3 Feb 12 - The funeral of Auschwitz survivor Roman Halter, who died earlier this week aged 85, was held yesterday in North London.
Dr James Smith, Chief Executive of the Aegis Trust and Chairman of The Holocaust Centre, was among those who attended.
“Roman Halter was not only a remarkable intellect and a great supporter of The Holocaust Centre and the Aegis Trust; he was also a very dear personal and family friend,” he said. “A true gentleman, his calm demeanor belied the unimaginable atrocities that he experienced and witnessed. We will all miss his inspirational presence and his quiet authority.”
Born in Chodecz, Poland, Roman was the only member of his family to survive the Holocaust and one of only four members of the Jewish community from Chodecz to live to the end of the war. Sent to the Lodz ghetto, he was later deported to Auschwitz and then Stutthof, before becoming a slave labourer in Dresden. An architect and a gifted artist, some of his works are displayed at both the Imperial War Museum and at The Holocaust Centre, for which he designed several of the stained-glass windows in the Centre’s Memorial Hall.
Roman is survived by wife Susie and three children, including son Ardyn who inherited his father’s exceptional artistic talent. Perhaps one of the most remarkable projects on which they collaborated involved creating the two great stained-glass windows which today adorn the Kigali Genocide Memorial in Rwanda’s capital, a site where some 250,000 victims of Rwanda’s 1994 genocide lie buried. The symbolism of designing and gifting these windows was not lost on Roman, and captured his desire to use his authority as a survivor of the Holocaust to speak out on the problem of genocide as a continuing scourge of the modern world.
When Stephen Smith – who co-founded The Holocaust Centre and the Aegis Trust with his brother James – moved to Los Angeles to take up the post of Executive Director of the Shoah Foundation in 2009, Roman was among those who gave interviews commenting both on Stephen’s move, and on the impact of the work in which he had been involved to date. An edited summary of the text of that interview follows (in which Roman sometimes refers to The Holocaust Centre as ‘Beth Shalom’, the name by which it is affectionately known in much of the survivor community).

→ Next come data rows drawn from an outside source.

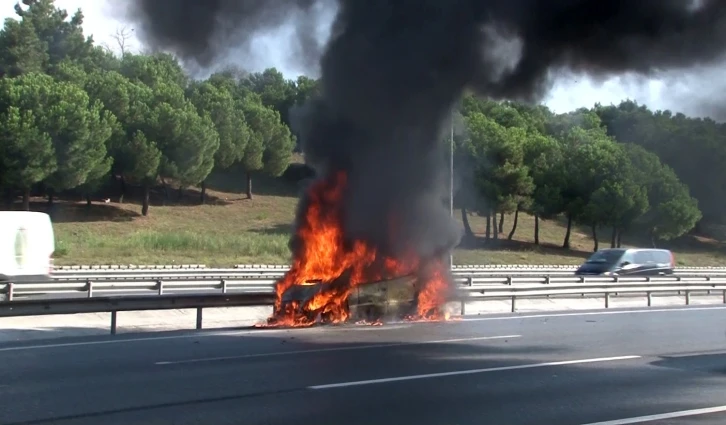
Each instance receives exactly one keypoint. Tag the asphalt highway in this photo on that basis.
(615, 367)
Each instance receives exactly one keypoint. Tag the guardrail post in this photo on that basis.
(113, 322)
(199, 318)
(678, 279)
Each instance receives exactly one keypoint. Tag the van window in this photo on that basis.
(662, 257)
(643, 257)
(606, 256)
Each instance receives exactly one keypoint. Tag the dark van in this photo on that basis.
(628, 262)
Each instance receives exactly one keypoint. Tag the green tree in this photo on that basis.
(672, 212)
(26, 153)
(271, 144)
(78, 128)
(229, 121)
(501, 177)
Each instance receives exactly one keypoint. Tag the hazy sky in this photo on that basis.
(694, 93)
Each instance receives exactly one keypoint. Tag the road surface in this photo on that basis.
(616, 367)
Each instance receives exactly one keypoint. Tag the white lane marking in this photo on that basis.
(260, 331)
(672, 415)
(589, 313)
(158, 338)
(470, 372)
(325, 350)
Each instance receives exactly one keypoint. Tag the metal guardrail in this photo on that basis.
(276, 271)
(133, 303)
(94, 297)
(194, 267)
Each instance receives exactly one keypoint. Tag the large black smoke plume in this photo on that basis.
(203, 32)
(392, 70)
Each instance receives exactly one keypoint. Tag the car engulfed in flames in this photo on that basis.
(333, 281)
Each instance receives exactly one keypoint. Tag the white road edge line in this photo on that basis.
(260, 331)
(469, 372)
(672, 415)
(331, 349)
(589, 313)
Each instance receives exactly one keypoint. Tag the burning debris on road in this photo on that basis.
(332, 281)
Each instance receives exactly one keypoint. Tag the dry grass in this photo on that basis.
(233, 230)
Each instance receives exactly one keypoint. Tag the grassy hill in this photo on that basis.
(230, 229)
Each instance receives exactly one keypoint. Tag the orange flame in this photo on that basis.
(324, 256)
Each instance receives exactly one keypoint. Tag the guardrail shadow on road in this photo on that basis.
(270, 389)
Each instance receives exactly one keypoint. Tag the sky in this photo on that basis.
(696, 93)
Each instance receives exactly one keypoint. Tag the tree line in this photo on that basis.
(74, 114)
(579, 165)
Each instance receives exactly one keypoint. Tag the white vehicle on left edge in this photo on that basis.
(27, 244)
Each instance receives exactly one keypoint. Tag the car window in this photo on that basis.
(643, 257)
(608, 256)
(662, 257)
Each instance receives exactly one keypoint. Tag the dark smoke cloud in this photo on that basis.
(209, 31)
(393, 69)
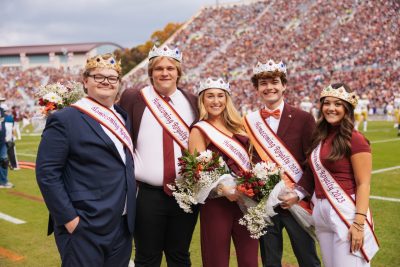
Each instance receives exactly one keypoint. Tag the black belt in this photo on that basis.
(149, 186)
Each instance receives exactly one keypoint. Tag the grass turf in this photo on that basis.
(29, 240)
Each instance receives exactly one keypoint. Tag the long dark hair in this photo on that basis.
(341, 146)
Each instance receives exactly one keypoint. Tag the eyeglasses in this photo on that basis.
(101, 78)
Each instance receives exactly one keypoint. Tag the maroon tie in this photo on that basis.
(266, 114)
(169, 158)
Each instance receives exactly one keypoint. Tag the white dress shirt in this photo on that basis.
(271, 121)
(149, 161)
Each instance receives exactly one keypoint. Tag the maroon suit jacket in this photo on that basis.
(132, 102)
(295, 130)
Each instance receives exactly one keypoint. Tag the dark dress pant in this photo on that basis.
(161, 226)
(85, 248)
(219, 223)
(303, 245)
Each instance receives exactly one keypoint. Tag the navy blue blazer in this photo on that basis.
(80, 173)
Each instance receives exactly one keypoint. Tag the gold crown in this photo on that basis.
(340, 93)
(270, 66)
(211, 83)
(106, 61)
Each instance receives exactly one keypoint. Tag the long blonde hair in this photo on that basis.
(232, 119)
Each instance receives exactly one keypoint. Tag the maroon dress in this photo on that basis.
(219, 222)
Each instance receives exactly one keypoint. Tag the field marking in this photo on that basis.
(386, 140)
(385, 169)
(30, 197)
(11, 219)
(26, 155)
(391, 199)
(10, 255)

“[Before The Holocaust Centre was established,] someone donated a building in London for a Holocaust centre. I made a huge model and also discussed with [Sir] Martin Gilbert what was going to be inside. And that was debated for month after month. And before this debate was finished, Beth Shalom started. Without any discussion, without any debate, it was started not by Jewish people but by somebody who really was moved by the tragedy of the Holocaust, and put in money in order to begin it. I found it fantastic. Really, that warmed my heart, that people can be so moved, and so broad-minded, that without committees they as a family could do this. I'm full of praise even now.
“Most of the people who were murdered have no place where they could be remembered. It's part of the Jewish tradition that you bury people and you visit the graves. There are no places really where you can do this, and in fact The Holocaust Centre is both a museum and a memorial place to us survivors. It keeps their names alive. And so to a survivor it means a lot.
“It was James and Stephen then, two young men, and we were quite impressed that this place had displays to which you could bring not only grown-ups but also teenagers without traumatising them. And that was important. James and Stephen were impressive, and we thought this place was in very good hands.
“I love the whole family, Marina, Eddie, James and Stephen. But I found that Stephen grew in stature, wisdom and knowledge to such an extent that when he was selected for [the role of Executive Director at the Shoah Foundation in] Los Angeles, I wasn't surprised. I thought people there had the right idea to choose the best person for the job.
“I find Stephen an extraordinary person who comes very close as a human being to anyone who talks to him. I think really that eventually he's going to be acknowledged as one of the great people of this century, and I wish him well. What I request is that he should keep in contact with us, because we feel he is part of the family of survivors, and we survivors have tremendous admiration for him – and great affection.”